町をぶらぶらしても、ルイ・ビトン、エルメスなどのブランド品を売っているお店、スターバックスコーヒー・ショップがあちこちで目につき、博物館、図書館、美術館などには大勢の人が詰めかけ、映画館もシネマコンプレックスタイプのものがほとんどで、国産の映画はもちろん、ハリウット映画なども毎日上映しており、時々、新聞などで取り上げられている作品を時代に遅れないように見に行っているが、観客のほとんどはヤングで、ポップコーンを食べながらフィアンセと楽しそうに観賞しているのがほとんどで、私のようなロートルは場違いのように感じるが、それでもジャーナリストのはしくれとして時代について行くために、食べなくてもいいポップコーンを買って仲間入りして観賞している昨今である。

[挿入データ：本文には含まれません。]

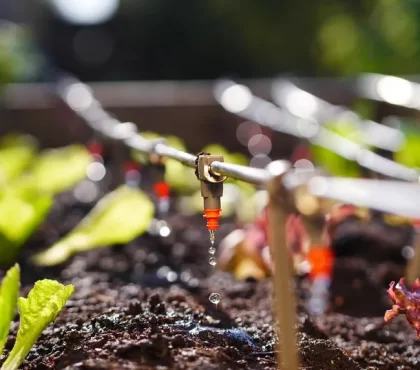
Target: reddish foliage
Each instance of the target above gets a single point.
(405, 301)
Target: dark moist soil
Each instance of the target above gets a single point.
(145, 305)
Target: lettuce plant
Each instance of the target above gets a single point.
(405, 301)
(19, 218)
(57, 170)
(118, 218)
(45, 301)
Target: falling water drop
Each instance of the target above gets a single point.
(215, 298)
(212, 236)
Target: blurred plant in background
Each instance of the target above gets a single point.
(371, 36)
(18, 61)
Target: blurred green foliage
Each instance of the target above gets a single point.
(28, 182)
(18, 60)
(333, 163)
(192, 39)
(409, 154)
(112, 221)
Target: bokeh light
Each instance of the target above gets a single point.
(85, 12)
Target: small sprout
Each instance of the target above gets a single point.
(45, 301)
(405, 301)
(9, 291)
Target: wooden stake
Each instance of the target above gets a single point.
(284, 300)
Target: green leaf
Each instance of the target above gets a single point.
(57, 170)
(9, 291)
(118, 218)
(45, 301)
(409, 154)
(19, 218)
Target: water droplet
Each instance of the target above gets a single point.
(212, 236)
(215, 298)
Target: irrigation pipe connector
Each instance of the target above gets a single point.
(280, 183)
(211, 171)
(211, 185)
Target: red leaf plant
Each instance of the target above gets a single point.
(405, 301)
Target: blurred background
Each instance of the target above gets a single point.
(104, 40)
(114, 43)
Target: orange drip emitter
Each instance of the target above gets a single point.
(212, 216)
(211, 188)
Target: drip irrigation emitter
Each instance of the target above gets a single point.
(280, 183)
(211, 185)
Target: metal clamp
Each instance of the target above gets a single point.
(203, 169)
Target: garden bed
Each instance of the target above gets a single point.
(145, 306)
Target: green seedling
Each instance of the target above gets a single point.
(16, 154)
(118, 218)
(9, 292)
(19, 218)
(45, 301)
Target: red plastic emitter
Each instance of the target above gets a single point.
(322, 260)
(162, 189)
(212, 216)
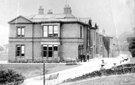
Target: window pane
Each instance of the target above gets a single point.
(56, 31)
(45, 48)
(17, 53)
(80, 31)
(22, 49)
(22, 54)
(50, 29)
(23, 31)
(55, 48)
(18, 48)
(50, 53)
(45, 32)
(50, 48)
(44, 53)
(18, 31)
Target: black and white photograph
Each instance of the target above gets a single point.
(67, 42)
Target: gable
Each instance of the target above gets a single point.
(20, 19)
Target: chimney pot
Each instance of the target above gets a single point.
(67, 9)
(49, 12)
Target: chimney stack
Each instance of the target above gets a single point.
(49, 12)
(41, 10)
(67, 10)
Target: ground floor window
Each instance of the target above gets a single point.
(20, 50)
(49, 50)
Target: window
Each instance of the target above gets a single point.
(45, 31)
(20, 50)
(56, 31)
(55, 47)
(50, 31)
(44, 50)
(20, 32)
(48, 50)
(81, 32)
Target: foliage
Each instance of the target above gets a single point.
(122, 69)
(11, 76)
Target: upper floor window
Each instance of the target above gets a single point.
(49, 50)
(50, 31)
(20, 32)
(81, 32)
(20, 50)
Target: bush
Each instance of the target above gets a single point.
(122, 69)
(11, 76)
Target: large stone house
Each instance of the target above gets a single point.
(51, 37)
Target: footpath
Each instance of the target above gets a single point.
(86, 67)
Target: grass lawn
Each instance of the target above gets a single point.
(3, 56)
(126, 79)
(132, 60)
(32, 70)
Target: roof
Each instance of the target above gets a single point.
(50, 18)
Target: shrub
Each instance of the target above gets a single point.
(122, 69)
(11, 76)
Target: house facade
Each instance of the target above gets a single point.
(53, 37)
(48, 37)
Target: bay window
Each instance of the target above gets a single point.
(50, 31)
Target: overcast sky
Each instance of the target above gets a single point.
(115, 16)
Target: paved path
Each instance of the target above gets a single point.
(87, 67)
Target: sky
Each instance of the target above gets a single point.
(114, 16)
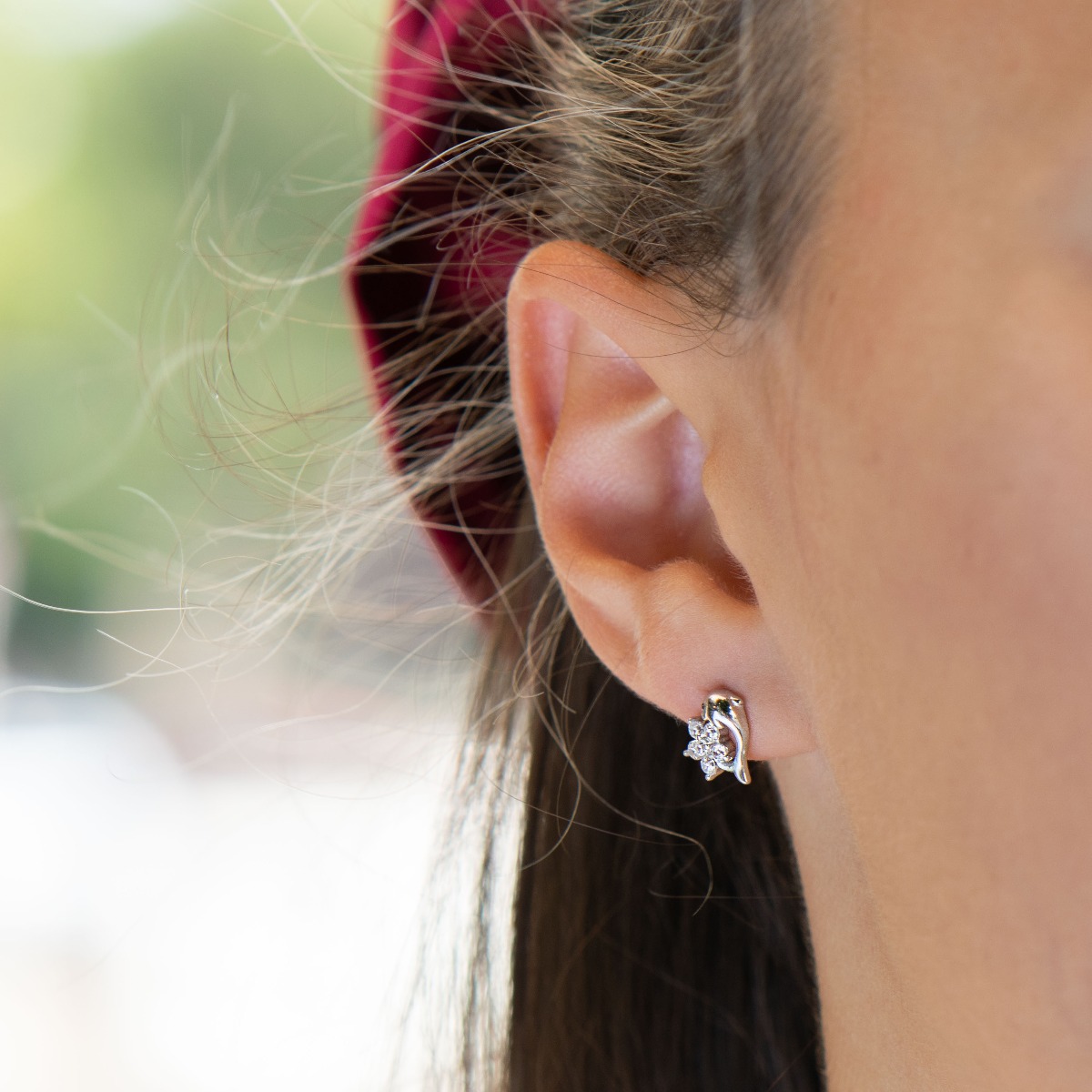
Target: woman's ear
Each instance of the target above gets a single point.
(606, 377)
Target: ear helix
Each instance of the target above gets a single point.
(720, 737)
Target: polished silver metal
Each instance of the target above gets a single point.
(720, 737)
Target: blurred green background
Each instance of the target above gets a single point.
(165, 167)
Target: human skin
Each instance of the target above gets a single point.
(899, 456)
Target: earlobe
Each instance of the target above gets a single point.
(615, 467)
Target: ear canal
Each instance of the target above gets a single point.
(617, 475)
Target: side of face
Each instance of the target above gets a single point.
(928, 569)
(900, 460)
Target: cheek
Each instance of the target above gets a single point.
(940, 469)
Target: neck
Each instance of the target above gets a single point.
(871, 1037)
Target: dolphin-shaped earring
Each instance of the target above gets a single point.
(723, 724)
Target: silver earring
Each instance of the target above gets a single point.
(720, 738)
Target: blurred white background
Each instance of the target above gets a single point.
(210, 879)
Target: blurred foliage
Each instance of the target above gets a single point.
(136, 178)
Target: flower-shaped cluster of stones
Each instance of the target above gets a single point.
(707, 748)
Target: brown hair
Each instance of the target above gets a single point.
(660, 939)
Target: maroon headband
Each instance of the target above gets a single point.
(401, 272)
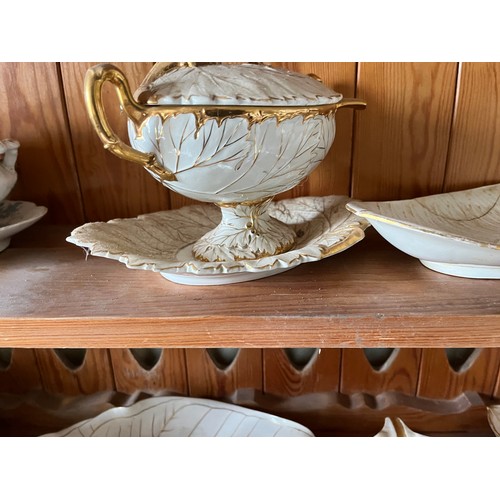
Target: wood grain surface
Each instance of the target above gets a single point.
(110, 187)
(369, 296)
(326, 414)
(32, 111)
(474, 157)
(438, 380)
(168, 375)
(21, 374)
(402, 138)
(399, 373)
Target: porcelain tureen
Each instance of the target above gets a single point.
(231, 134)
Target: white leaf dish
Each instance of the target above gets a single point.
(395, 427)
(493, 413)
(453, 233)
(16, 216)
(184, 417)
(163, 241)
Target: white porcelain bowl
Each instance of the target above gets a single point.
(453, 233)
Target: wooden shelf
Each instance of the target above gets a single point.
(371, 295)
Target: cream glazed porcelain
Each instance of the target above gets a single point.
(454, 233)
(8, 175)
(14, 215)
(162, 241)
(173, 416)
(231, 134)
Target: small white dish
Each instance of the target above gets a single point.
(453, 233)
(16, 216)
(395, 427)
(184, 417)
(163, 241)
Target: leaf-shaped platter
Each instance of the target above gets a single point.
(16, 216)
(453, 233)
(184, 417)
(162, 241)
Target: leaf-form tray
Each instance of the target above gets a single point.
(162, 241)
(15, 216)
(184, 417)
(454, 233)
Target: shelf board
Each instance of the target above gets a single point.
(371, 295)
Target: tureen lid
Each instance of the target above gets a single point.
(244, 84)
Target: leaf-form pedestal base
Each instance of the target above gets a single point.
(246, 231)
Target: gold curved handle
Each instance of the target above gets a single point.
(351, 102)
(94, 80)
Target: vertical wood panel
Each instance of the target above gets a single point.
(94, 375)
(21, 374)
(208, 381)
(333, 175)
(474, 158)
(402, 138)
(168, 375)
(32, 111)
(111, 187)
(401, 375)
(439, 380)
(281, 378)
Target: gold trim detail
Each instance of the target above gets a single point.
(139, 113)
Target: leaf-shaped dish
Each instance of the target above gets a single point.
(163, 241)
(184, 417)
(453, 233)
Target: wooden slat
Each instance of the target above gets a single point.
(401, 373)
(401, 139)
(281, 378)
(333, 175)
(111, 187)
(439, 380)
(206, 380)
(32, 111)
(326, 414)
(474, 158)
(369, 296)
(21, 374)
(94, 375)
(167, 376)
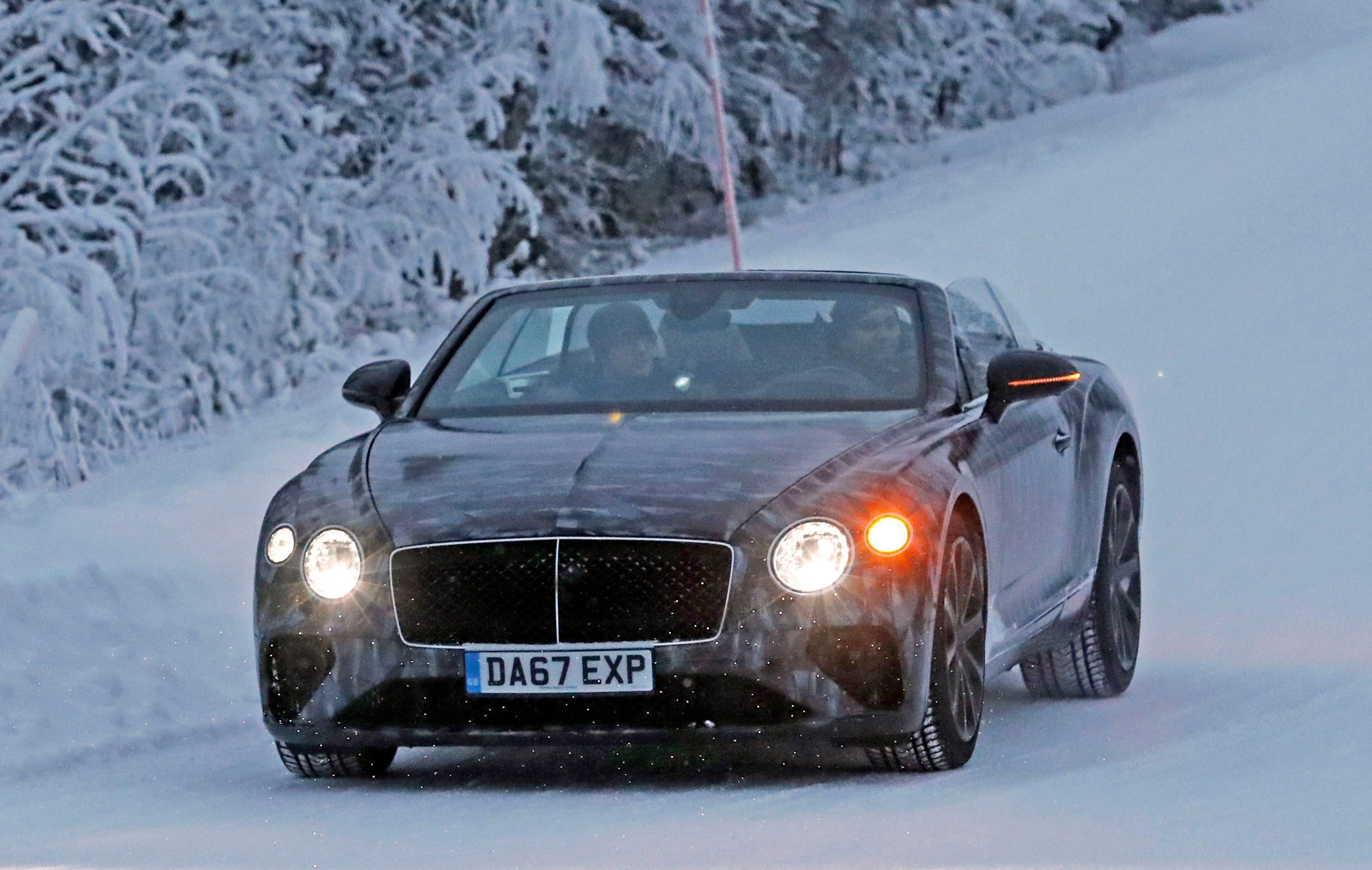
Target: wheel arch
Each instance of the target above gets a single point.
(1108, 432)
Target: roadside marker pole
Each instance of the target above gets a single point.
(726, 168)
(17, 343)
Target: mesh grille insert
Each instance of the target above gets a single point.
(477, 593)
(641, 591)
(574, 591)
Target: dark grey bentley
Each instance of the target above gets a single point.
(706, 507)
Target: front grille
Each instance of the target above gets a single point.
(571, 591)
(490, 593)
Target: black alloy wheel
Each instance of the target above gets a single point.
(958, 666)
(1099, 662)
(319, 763)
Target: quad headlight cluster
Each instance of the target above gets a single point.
(814, 555)
(332, 562)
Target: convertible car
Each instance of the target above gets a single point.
(758, 506)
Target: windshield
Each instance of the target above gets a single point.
(689, 346)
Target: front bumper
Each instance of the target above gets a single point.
(847, 667)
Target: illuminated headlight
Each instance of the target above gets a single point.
(280, 545)
(332, 563)
(811, 556)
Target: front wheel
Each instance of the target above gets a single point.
(1101, 659)
(316, 763)
(958, 666)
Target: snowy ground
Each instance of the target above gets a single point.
(1208, 232)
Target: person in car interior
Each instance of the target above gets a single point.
(625, 350)
(868, 336)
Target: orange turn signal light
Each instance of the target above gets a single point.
(888, 534)
(1060, 379)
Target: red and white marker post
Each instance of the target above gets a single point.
(726, 168)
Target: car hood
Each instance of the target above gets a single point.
(692, 475)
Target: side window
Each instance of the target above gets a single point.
(1024, 336)
(980, 330)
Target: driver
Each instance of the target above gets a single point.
(625, 349)
(870, 339)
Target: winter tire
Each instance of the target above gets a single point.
(1101, 659)
(958, 667)
(316, 763)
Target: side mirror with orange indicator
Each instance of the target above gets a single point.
(1020, 375)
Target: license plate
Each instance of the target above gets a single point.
(555, 672)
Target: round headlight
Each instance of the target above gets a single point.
(332, 563)
(811, 556)
(280, 545)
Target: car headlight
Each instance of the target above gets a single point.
(280, 545)
(811, 556)
(332, 563)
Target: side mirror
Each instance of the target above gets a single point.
(379, 386)
(1018, 375)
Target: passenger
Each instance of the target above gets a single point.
(870, 339)
(625, 349)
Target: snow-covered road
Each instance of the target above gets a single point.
(1208, 234)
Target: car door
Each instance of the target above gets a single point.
(1023, 467)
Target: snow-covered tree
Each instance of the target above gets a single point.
(212, 201)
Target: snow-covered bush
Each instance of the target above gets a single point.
(210, 201)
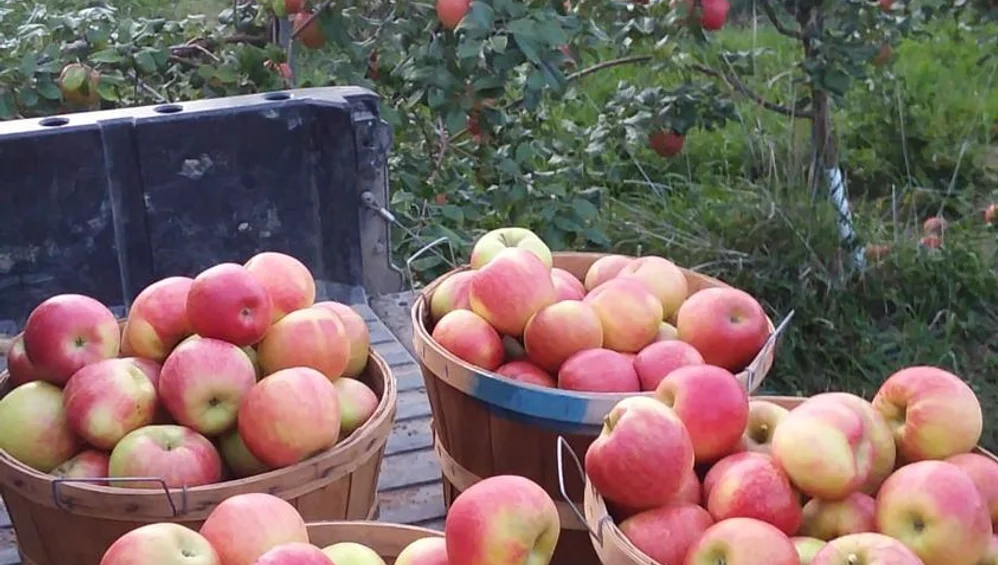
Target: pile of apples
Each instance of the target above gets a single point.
(502, 520)
(699, 474)
(232, 373)
(621, 329)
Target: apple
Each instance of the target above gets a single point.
(162, 543)
(527, 372)
(245, 526)
(726, 325)
(742, 541)
(755, 487)
(493, 243)
(559, 331)
(66, 332)
(629, 312)
(604, 269)
(642, 454)
(661, 276)
(157, 320)
(935, 509)
(665, 534)
(712, 404)
(352, 553)
(87, 464)
(313, 337)
(932, 412)
(983, 471)
(598, 370)
(238, 457)
(289, 416)
(865, 549)
(657, 360)
(510, 289)
(107, 399)
(825, 449)
(202, 383)
(36, 430)
(469, 337)
(830, 519)
(452, 294)
(566, 286)
(294, 553)
(225, 302)
(501, 520)
(763, 418)
(884, 449)
(178, 455)
(287, 280)
(357, 404)
(807, 548)
(424, 551)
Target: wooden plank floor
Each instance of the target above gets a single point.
(409, 490)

こういう変化は北京だけでなく、中国の他の都市でも目にすることができる。つまり、国全体が経済の発展で、だんだんと変貌をとげつつあるのだ。
最近、ニュースで北京の山間部の過疎地帯に住んでいた人たちを村ごと平原地帯に移住させたことが伝えられていたが、これも大きな変化の始まりであろう。
しかし、いいことずくめではない。交通渋滞は一部区間ではまだ起こっているし、大雨が降ったりすると、下水道が完備していないせいか、ときどき浸水騒ぎが起こっている。今年は大雪が降るかどうか知らないが、数年前に一度ひどい大雪で夜中に自宅にたどりついた人もいたくらいだったが、こういうことは世界じゅうの大都市でも起こっているので、都市の開発と都市の管理の改善は同時進行的にすすめる必要があろう。
今回、タイの首都バンコクの冠水害の様相をテレビで見ていて、やはり高度成長とアメニティーの両方に気を配る必要性を感じた。
私見であるが、北京もこれ以上クルマが増えると、渋滞がさらにひどくなるに違いないので、この辺で一部の人たちを除いて、公共交通システムの利用に切り換える必要があると思う。近代化はすばらしいことだが、こんなにクルマが増えてしまってはアメニティーが損なわれることになる。
アメニティーを感じ取れる町づくりこそ、世界的大都市のコンセプトにふさわしいことではないだろうか。よく言われている和諧社会、ソフトパワーを重視した社会を構築してこそ、世界で一番すばらしい都市と言われるようになれるのではないだろうか。